National Day Rally: What it means for HR

Singapore's prime minister highlighted the need for continuous upskilling in his annual address

National Day Rally: What it means for HR

During the recent National Day Rally (18 August), Prime Minister Lee Hsien Loong announced that Singapore is investing in upskilling and education initiatives to drive the nation into a digital future.

The government aims to champion a readiness to adapt and learn new skills, as well as to embrace different responsibilities as the nature of work transforms.

Additionally, PM Lee shared that the government will ‘promptly respond’ if the economic slowdown significantly affects jobs – whether in terms of retrenchments or unemployment.
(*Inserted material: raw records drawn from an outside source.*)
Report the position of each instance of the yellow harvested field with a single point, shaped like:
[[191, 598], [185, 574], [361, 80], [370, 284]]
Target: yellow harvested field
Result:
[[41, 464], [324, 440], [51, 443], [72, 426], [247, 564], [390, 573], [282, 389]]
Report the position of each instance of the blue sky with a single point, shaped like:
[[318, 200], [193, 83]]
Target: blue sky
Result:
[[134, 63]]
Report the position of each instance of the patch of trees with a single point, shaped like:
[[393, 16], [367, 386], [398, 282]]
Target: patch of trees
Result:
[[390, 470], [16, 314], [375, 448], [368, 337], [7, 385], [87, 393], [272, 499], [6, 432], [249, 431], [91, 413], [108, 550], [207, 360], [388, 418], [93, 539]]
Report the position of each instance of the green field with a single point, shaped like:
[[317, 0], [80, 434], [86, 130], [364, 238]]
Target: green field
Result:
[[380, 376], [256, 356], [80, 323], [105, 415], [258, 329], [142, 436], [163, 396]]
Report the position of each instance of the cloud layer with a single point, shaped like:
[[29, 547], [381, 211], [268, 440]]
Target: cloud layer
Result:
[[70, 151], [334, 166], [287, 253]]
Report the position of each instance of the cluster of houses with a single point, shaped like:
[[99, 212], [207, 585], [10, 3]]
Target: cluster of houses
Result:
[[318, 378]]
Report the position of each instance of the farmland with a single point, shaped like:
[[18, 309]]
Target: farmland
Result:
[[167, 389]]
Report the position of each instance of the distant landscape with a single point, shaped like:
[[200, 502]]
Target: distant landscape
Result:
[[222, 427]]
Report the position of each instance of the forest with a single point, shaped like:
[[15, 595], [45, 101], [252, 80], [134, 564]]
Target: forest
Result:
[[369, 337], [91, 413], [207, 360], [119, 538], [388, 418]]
He explained that they’ll intervene if there is a need to help sustain the ‘livelihood of workers’.

“We have experienced cyclical downturns like this in the past, and we are confident we can take this one in our stride,” Lee said.

On a similar note, Minister Josephine Teo shared earlier this month that the Ministry of Manpower, together with other government agencies, are closely monitoring the labour market and “ready to step up support” for employers as well as employees in case of a severe downturn.

Employers playing their part
As the government reiterate their focus on upskilling, are organisations doing their part to prep employees for the oncoming wave of disruption?

READ MORE: Is HR ‘failing’ to develop a future-ready workforce?

According to research by Robert Half, Singapore employers have been upping their efforts to ensure the workforce remains competitive and adaptable. Many have made L&D centre-stage, especially in the current skills-short market.

The study found that businesses are investing more in L&D programs, with 73% of hiring managers having increased their training budget over the past two years to help staff learn about new technologies.

Singapore sits slightly above the global average, where 63% of companies have reported an increase in their training budget.

Interestingly, bulk of the budget have been put into in-person sessions. Some of the common L&D programs include:

  • In-person training, seminars, classes (60%)
  • Mentorship (42%)
  • Online courses (38%)
  • Reimbursement for professional certification courses (38%)

HRD spoke to Mathieu Imbert-Bouchard, director at Robert Half to get his take on Singapore’s continued emphasis on upskilling.

“In a market defined by its rate of technological change, employers need to proactively invest in professional development programs that ensure experience and skills remain relevant, productive, and of value to the organisation while simultaneously mediating the ongoing skills shortage,” said Imbert-Bouchard.

“Singapore is undergoing market-wide digital transformation. Companies should therefore nurture their employees and help them prepare for the future.”